Sono stati i distretti a scoccare la scintilla che, forse, accenderà il motore della ripresa in Italia. Se, infatti, almeno per ora, secondo le prime previsioni, il 2015 non farà segnare altro che un rallentamento nella caduta del Pil e il 2016 una lieve crescita dell’1.2%, quello che è certo, invece, è che, già nel biennio 2013-2014, il fatturato dei distretti é cresciuto dell’1% in media l’anno. Meglio della manifattura, che ha accusato un lieve arretramento. A confermarlo è il settimo rapporto annuale sull’economia e la finanza dei distretti industriali 2014 di Intesa San Paolo presentato ieri a Milano.

PIÙ FORTI DELLA CRISI

Secondo il rapporto, i distretti sono stati premiati dalla loro “maggiore capacità di esportare ed effettuare investimenti all’estero”, “registrare brevetti e marchi”, innovare, nonché di fare “branding”, che si sono intensificate negli anni della crisi. E non è tutto. Nel biennio 2015-2016 è previsto un aumento di fatturato annuo addirittura maggiore, pari al 3,2% in media. Ciò significa, spiega il rapporto, che, a fine 2015, i distretti avranno “quasi interamente recuperato i livelli di fatturato” pre crisi.

UN BOCCONE AMBITO OLTRE CONFINE

A confermare la generale buona salute dei distretti italiani è il fatto che sta crescendo l’interesse dei capitali stranieri per le imprese distrettuali; fatto che, peraltro, ribalta, almeno in parte, una tendenza emersa nelle precedenti edizioni del rapporto: ovvero la bassa presenza di multinazionali estere, tradizionalmente confinata nel settore della farmaceutica, dove l’elevata specializzazione era ed è alimentata da una fitta rete di relazioni tra imprenditori e istituzioni e centri di ricerca.

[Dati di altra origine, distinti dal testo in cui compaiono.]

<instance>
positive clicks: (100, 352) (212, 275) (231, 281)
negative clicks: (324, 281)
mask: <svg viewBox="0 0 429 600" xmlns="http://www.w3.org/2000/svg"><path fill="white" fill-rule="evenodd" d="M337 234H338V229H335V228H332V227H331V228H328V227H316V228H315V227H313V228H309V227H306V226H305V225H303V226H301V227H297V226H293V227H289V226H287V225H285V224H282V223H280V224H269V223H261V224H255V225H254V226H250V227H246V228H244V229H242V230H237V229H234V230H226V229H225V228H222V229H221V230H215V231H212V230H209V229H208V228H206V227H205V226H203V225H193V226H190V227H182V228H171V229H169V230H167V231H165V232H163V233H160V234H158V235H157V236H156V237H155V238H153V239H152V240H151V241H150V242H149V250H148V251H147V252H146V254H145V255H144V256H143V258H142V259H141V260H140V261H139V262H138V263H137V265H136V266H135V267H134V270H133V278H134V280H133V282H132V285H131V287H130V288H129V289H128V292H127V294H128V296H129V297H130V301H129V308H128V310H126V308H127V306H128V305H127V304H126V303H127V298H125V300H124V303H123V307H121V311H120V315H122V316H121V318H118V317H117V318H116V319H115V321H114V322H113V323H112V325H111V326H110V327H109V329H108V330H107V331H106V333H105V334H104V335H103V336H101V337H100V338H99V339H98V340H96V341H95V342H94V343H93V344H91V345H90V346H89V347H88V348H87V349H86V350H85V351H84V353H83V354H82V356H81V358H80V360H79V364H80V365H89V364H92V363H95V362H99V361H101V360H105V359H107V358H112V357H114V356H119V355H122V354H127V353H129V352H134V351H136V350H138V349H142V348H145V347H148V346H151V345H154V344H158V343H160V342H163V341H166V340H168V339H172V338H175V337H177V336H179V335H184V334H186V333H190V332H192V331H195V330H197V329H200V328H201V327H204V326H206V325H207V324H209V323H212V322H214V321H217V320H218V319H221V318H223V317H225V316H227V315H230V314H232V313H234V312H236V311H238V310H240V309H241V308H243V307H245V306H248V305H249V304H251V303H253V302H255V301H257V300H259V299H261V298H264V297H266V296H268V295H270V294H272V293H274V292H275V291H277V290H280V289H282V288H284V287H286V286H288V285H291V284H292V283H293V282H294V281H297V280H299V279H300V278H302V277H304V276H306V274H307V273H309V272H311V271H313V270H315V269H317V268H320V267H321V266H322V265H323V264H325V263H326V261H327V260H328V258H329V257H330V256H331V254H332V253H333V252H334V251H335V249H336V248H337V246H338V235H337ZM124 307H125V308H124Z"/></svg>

LE DIMENSIONI OGGI CONTANO

A contribuire al recupero di appeal da parte dei distretti, oltre alla maggiore capacità di resistere alla crisi e alla spiccata capacità di fare ricerca e innovazione, è stata anche la leggera crescita dimensionale delle loro imprese: “L’analisi degli ultimi dati di Censimento sull’industria e i servizi evidenzia – assicura Intesa San Paolo – il peso crescente assunto dalle imprese di dimensioni medio-grandi e grandi, che nei distretti, in termini di addetti, è salito al 40,6% nel 2011, circa 4 punti percentuali in più rispetto alle aree non distrettuali”.

I MIGLIORI 15 DISTRETTI

I distretti più diffusi sono ancora i 6 della moda e i 5 dell’agroalimentare. Tra i primi 15 per importanza ci sono il distretto della gomma del Sebino Bergamasco, seguito dai vini del Chianti e dal caffè. A ruota il distretto delle confetterie e del cioccolato torinese e quello dell’occhiale di Belluno. Tra i migliori 15 anche il distretto della calzatura di San Mauro Pascoli, la concia delle pelli di Arzignano, la pelletteria e le calzature di Arezzo, le calzature napoletane. A completare i top 15 sono il prosecco di Conegliano-Valdobbiadene, i vini del Veronese, i dolci di Alba e Cuneo, la pelletteria e le calzature di Firenze, la food machinery di Parma, le macchine per l’imballaggio di Bologna e il marmo di Carrara.

RITORNA ANHCHE DI CHI È ANDATO ALL’ESTERO

Le imprese dei distretti, inoltre, hanno maggiore capacità di fare export (il 42% delle imprese sono esportatici, contro il 32% di quelle delle aree non distrettuali), di effettuare investimenti diretti esteri (31 partecipate estere su 100 contro 22), di registrare brevetti (61 su 100 contro 42) e marchi (39 ogni 100 contro 20). E si registra persino il rientro di produzioni delocalizzate in precedenza all’estero, dove fare impresa era meno costoso.

SI PUÒ FARE DI PIÙ

Tutto ciò ha fatto in modo che il patrimonio netto delle imprese distrettuali sia cresciuto del 10,8% anche negli anni della crisi; anni in cui la crescita non si è fermata, sebbene non sia andata oltre l’8,2%. Ma ora, sembra che ci siano tutte le premesse per poter tornare a fare ancora meglio.